I am a current NSF GK-12 Fellow. This is my second and final year on the fellowship. I was awarded the fellowship in the second semester of my first year of my PhD program. This was about the same time I was working on writing my proposal for my research. I found that working through explaining the research process to middle school children really helped me focus down on my own research topic and finish my proposal by the end of the summer of my first year. This really helped me to move forward in my research over the summer and get the better part of one paper finished my by my second year of graduate school.
The following school year, I was moved to a high school where I worked with sophomores, juniors and seniors on water quality research. In the high school where I work, the seniors conduct a year long science research project as a capstone course. Helping the kids work through the inevitable "mandatory floundering" of research toward those moments of enlightenment we all experience as scientists was incredibly rewarding. It also had the unintended benefit of giving me something positive to hold on to when my anxiety caused me to fail my oral comprehensive exams last year. GK-12 gave me a sense of purpose that helped me to keep pushing forward on my research when I felt pretty bleak.
This fall, working with a new set of kids, explaining the research process again, and helping them move through the research process, helped me to get my confidence back and improve my public speaking skills to the point where I could pass my comprehensive exams. I also have students this year who are really interested in geomicrobiology, which has given me the opportunity to shape projects and advise students on all kinds of research questions I find interesting, but otherwise don't have the time to pursue. Additionally, I have been working with a class of undergrads at BIG U who intend to be teachers, performing the same type of advising on their projects. I feel like I have a better handle on what it takes to be faculty at a R1 institution than some of my compatriots who don't have the opportunities my fellowship has provided. I also do not believe that the GK-12 fellowship has negatively impacted my research skills as suggested in the science article, as I intend to graduate in 4 years with 5 publications, including a methods paper.

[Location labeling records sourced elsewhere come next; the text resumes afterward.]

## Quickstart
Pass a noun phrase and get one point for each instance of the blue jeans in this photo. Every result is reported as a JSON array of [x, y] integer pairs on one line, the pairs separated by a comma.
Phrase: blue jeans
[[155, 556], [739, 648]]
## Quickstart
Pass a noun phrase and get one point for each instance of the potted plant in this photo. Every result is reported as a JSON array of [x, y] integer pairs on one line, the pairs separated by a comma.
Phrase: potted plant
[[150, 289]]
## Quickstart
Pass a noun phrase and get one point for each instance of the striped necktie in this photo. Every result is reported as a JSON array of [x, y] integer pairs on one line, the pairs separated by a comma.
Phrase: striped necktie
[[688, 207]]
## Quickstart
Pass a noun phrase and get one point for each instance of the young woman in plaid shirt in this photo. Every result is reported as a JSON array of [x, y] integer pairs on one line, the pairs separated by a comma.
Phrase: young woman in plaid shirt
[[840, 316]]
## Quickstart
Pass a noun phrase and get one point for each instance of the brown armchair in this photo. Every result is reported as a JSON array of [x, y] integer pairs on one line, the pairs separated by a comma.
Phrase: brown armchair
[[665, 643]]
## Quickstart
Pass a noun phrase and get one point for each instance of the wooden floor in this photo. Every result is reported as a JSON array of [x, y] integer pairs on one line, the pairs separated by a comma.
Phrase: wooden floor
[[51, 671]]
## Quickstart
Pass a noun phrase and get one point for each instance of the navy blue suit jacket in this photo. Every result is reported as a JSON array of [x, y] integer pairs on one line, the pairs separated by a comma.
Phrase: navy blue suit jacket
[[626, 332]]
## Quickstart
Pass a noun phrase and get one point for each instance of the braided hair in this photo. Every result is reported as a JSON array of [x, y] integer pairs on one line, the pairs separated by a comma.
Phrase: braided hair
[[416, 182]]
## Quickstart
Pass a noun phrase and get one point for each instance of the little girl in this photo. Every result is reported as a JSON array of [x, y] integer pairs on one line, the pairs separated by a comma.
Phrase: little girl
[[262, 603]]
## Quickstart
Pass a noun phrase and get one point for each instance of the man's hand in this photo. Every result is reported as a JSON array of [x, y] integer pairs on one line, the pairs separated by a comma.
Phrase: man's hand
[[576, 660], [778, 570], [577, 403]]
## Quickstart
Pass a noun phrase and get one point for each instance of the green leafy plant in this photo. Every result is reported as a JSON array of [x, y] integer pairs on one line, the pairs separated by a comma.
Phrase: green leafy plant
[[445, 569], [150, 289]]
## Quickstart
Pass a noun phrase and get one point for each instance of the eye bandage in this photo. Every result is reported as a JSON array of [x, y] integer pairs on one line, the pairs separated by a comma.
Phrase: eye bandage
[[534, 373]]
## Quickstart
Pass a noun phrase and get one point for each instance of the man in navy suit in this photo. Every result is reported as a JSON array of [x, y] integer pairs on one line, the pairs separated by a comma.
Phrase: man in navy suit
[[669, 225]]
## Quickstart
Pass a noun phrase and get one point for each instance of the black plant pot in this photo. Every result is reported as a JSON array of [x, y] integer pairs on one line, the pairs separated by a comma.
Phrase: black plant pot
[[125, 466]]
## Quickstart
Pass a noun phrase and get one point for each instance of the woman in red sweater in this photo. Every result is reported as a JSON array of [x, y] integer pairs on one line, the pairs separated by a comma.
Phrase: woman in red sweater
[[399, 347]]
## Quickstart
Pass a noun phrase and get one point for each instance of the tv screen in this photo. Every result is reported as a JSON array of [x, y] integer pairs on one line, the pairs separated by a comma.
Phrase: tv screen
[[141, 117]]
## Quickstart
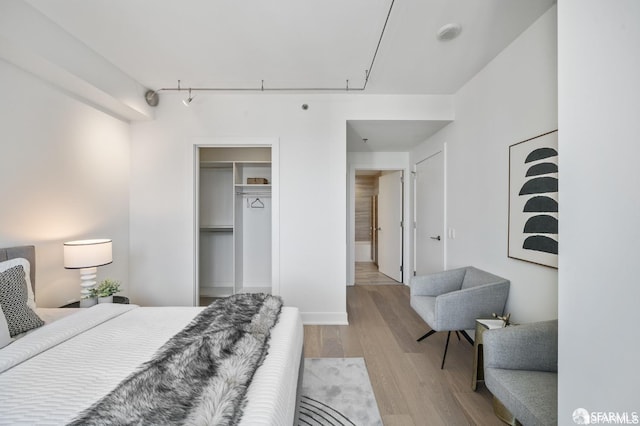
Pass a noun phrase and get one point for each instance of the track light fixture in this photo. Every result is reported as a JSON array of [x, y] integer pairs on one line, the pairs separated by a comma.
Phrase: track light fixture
[[187, 101], [151, 96]]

The GK-12 fellowship really inspired me to do more and to be better. It made me realize how important it is for me to talk about my science with everyone I meet. A lot of my job in the classroom isn't just to help the kids develop research questions and find ways to answer those questions. My job is first and foremost to listen to the kids, to find out their interests, and to help them see how science and math plays into EVERYTHING, whether it's skateboarding or biofuels. Carl Wieman, associate director in the White House Office of Science and Technology Policy asserts that one reason the program was cut is that:
“"The reality is that, under GK-12, the time available for kids to interact with grad students so that both sides could develop a relationship …was probably not enough to achieve the impact that one would have liked to see.."I really question this assertion, because it is the antithesis of my experience. I have comforted the military child in one of my classes who needed a good cry because she hadn't heard from her Dad who was in Iraq. I felt her pain as only someone in a military family could. She didn't need a scientist that day; she needed a friend who understood what she was going through. We worked on managing her stress so that she could focus on her school work. I have listened to many a kid who is growing up every bit as poor as I was as a kid and I have shared with them my success story and the tools that I found worked to escape poverty. I love those kids and I have celebrated every success and mourned every heartache with them for 2 years now. The truth is that unlike what Mr. Wieman supposes, you cannot teach someone unless you have a trusting relationship with them.

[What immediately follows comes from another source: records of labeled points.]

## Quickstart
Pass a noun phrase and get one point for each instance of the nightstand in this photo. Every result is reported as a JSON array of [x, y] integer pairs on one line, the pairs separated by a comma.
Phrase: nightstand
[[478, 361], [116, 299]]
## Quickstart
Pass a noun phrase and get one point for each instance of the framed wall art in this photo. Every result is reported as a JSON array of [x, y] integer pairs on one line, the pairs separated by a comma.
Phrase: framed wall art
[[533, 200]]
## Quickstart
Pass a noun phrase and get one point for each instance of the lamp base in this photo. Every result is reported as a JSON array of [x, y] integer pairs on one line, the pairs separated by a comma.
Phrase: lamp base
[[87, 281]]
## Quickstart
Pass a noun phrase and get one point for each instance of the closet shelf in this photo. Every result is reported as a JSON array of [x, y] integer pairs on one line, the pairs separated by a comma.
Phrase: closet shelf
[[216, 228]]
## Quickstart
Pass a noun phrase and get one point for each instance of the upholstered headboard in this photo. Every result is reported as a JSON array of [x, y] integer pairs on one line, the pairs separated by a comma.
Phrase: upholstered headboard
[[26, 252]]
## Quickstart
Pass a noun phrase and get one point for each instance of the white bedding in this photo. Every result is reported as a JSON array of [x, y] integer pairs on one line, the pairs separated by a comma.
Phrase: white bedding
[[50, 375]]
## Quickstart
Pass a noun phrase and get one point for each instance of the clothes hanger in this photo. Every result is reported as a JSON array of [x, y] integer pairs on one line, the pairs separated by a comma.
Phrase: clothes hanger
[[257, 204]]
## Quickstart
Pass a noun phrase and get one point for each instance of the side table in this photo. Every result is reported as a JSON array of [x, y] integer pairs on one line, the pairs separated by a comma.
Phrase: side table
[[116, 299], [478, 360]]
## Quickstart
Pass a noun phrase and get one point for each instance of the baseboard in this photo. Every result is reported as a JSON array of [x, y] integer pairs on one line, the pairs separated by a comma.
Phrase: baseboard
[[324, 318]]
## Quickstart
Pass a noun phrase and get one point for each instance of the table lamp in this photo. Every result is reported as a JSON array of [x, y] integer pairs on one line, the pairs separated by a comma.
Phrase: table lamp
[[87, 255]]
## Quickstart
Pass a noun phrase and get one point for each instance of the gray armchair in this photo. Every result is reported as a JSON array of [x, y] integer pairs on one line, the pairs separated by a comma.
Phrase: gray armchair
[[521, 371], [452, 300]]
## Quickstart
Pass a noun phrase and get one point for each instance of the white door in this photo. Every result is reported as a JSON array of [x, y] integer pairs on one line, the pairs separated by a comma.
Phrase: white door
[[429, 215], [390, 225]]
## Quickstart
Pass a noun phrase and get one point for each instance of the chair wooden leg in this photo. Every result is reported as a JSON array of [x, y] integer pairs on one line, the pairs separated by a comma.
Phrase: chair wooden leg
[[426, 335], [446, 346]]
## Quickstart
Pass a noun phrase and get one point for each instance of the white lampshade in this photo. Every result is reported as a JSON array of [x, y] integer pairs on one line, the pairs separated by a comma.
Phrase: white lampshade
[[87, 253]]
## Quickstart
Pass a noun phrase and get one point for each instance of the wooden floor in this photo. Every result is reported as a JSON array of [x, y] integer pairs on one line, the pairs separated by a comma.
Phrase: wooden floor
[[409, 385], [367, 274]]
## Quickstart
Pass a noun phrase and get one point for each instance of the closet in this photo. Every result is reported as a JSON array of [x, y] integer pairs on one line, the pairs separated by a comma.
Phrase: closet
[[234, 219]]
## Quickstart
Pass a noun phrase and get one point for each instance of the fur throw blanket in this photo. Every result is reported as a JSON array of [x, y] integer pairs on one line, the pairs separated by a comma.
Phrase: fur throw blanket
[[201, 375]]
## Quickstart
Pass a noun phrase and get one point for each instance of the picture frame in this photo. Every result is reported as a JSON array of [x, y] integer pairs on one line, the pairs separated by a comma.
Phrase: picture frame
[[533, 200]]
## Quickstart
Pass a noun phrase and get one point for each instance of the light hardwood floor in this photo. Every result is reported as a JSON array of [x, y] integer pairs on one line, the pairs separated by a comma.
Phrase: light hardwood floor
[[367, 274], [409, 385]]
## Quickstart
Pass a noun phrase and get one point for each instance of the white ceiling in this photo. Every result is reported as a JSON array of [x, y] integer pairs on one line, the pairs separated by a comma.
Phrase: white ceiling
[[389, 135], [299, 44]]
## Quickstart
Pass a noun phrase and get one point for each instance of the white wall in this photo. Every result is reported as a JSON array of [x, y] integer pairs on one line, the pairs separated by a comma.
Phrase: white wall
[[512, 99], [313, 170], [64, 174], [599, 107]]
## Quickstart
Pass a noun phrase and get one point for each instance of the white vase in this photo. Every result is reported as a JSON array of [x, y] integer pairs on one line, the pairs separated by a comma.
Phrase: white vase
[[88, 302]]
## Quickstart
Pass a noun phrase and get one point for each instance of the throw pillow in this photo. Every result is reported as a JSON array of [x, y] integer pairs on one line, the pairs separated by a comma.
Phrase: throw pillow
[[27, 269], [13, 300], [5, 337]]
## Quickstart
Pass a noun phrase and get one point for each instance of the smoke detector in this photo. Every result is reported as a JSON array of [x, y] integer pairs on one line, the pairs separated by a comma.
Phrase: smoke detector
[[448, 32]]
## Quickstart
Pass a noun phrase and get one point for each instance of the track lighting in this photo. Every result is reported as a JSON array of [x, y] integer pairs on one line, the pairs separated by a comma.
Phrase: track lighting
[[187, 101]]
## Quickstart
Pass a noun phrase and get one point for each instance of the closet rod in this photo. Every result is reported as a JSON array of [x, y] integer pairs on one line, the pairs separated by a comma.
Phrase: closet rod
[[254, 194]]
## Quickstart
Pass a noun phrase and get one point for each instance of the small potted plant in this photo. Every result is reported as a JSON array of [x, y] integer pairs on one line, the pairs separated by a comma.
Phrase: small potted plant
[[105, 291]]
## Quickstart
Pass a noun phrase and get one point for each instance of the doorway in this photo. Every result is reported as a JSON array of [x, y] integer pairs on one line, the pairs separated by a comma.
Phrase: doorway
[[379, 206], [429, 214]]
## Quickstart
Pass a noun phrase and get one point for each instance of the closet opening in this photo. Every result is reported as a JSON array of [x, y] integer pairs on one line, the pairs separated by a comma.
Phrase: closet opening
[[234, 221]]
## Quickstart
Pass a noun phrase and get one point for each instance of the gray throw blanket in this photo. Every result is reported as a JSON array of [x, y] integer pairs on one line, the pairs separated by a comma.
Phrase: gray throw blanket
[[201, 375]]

Most Americans don't even know a scientist. They still describe scientists as old, white men in lab coats. They think science either is 1) all figured out already (i.e. science is taught as a series of facts) or that 2) scientists change their minds all the time for no reason. Neither of these views are accurate representations of the truth. Each of these misconceptions affects whether or not young people will consider a career in science. Having a young woman (i.e. me) or a person of color, or someone like my friend Ilya there discussing science and engaging in explaining how and why science is a process has meaning and value.

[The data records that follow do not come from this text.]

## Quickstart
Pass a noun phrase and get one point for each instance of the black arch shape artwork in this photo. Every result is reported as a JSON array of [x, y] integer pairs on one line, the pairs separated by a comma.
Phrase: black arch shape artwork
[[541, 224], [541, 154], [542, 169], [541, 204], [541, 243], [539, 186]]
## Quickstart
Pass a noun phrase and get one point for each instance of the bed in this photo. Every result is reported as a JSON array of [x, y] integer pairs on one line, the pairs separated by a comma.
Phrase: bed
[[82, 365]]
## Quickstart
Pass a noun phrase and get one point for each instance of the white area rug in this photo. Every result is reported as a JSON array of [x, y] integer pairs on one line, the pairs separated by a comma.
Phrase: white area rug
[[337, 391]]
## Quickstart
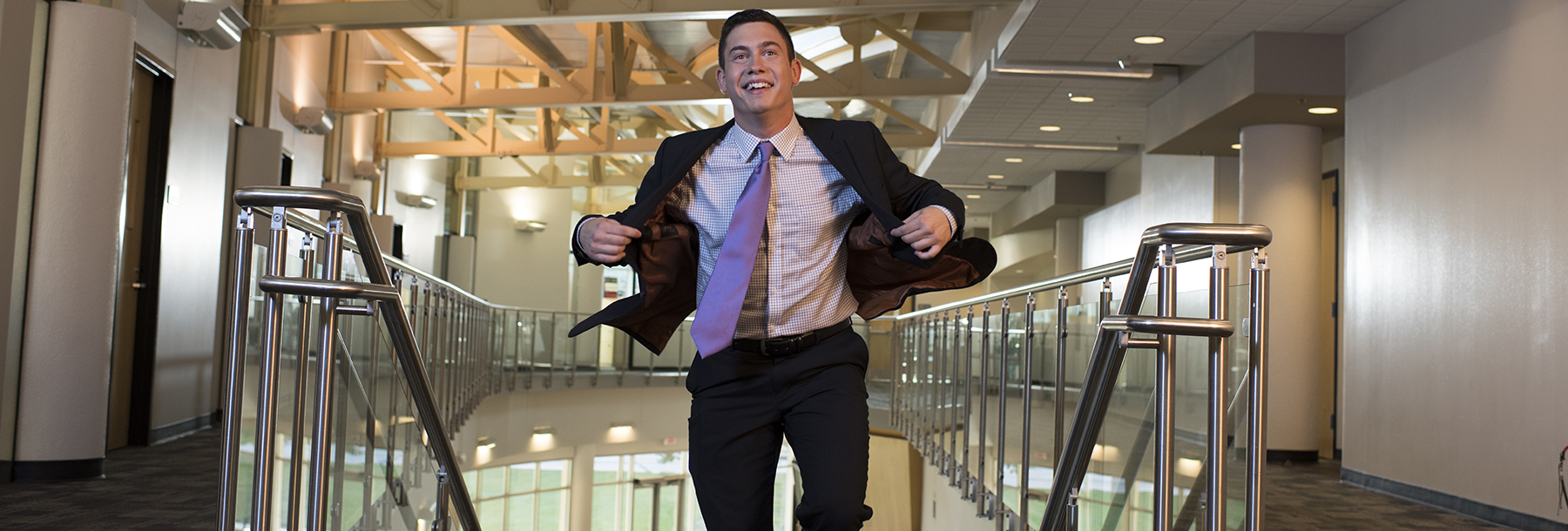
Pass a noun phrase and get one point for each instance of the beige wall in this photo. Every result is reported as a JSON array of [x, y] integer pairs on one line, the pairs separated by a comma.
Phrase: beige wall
[[206, 85], [1454, 193]]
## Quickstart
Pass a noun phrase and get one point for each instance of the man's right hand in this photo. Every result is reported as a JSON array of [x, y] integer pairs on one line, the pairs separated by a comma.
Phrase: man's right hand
[[604, 240]]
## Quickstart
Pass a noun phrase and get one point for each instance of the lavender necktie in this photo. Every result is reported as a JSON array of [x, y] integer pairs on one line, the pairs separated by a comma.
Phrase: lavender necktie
[[727, 288]]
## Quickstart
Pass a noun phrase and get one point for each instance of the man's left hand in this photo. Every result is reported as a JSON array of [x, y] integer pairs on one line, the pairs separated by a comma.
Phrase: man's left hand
[[927, 231]]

I am deeply disappointed by this decision. I encourage each and every one of you, whether you are a scientist or not, to write your Congressman and the President and tell them that these programs are critical to our ability to grow future scientists and maintain our preeminence in the scientific arena. I really believe that the GK-12 program is one of the most important things I have ever participated in as a scientist and it is a shame that the relationships GK-12 fellows have built aren't recognized or appreciated by our government, even as they stress the need for better science education.